According to GOP lawmakers and aides, it involves adding a package of conservative policy provisions to the continuing resolution the Senate approves. The two likeliest provisions are measures that repeal the medical device tax (which enjoys some bipartisan support and would represent a substantive blow to the law itself) and ban subsidies under the health law for federal lawmakers and their staff members (which lawmakers think would earn media attention but amount to little more than a symbolic political victory.)
While a small group of conservatives wants to send back to the Senate a new CR that delays Obamacare for a year, lawmakers know there’s no time for that if they want to avoid a shutdown.
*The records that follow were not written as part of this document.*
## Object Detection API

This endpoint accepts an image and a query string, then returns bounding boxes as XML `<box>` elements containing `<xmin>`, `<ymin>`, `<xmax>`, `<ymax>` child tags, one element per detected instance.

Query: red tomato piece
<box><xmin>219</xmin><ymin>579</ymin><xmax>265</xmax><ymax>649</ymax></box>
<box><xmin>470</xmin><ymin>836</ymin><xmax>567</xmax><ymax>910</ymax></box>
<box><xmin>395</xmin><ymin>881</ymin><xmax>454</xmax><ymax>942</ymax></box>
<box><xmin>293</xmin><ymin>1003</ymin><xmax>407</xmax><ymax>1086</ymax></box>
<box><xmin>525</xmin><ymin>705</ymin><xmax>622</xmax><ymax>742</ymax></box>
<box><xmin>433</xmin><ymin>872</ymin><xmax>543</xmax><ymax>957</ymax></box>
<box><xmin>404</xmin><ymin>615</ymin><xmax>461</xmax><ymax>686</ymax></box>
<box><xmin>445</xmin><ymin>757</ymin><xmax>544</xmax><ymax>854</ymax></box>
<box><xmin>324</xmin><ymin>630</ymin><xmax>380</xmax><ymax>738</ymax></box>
Notably, there seems to be no discussion of re-inserting the original language to defund Obamacare and sending back to the Senate the same CR it will have just rejected – an approach some House Republicans were agitating for as recently as last week.
The second step in Boehner’s plan involves the debt-ceiling – specifically, Republicans demanding a one-year delay in the implementation of Obamacare in exchange for extending the nation’s borrowing limit before the Treasury Department runs out of money to pay the country’s bills on Oct. 17.
Several influential conservatives, led by Rep. Tom Price of Georgia, have been encouraging their House colleagues to approach the CR and debt-ceiling episodes as two fronts in the same war against Obamacare. This would afford House Republicans some flexibility to say they are attacking Obamacare from several different angles, they argue, while also helping to save face after the Senate disposes of their proposal to defund the health care law.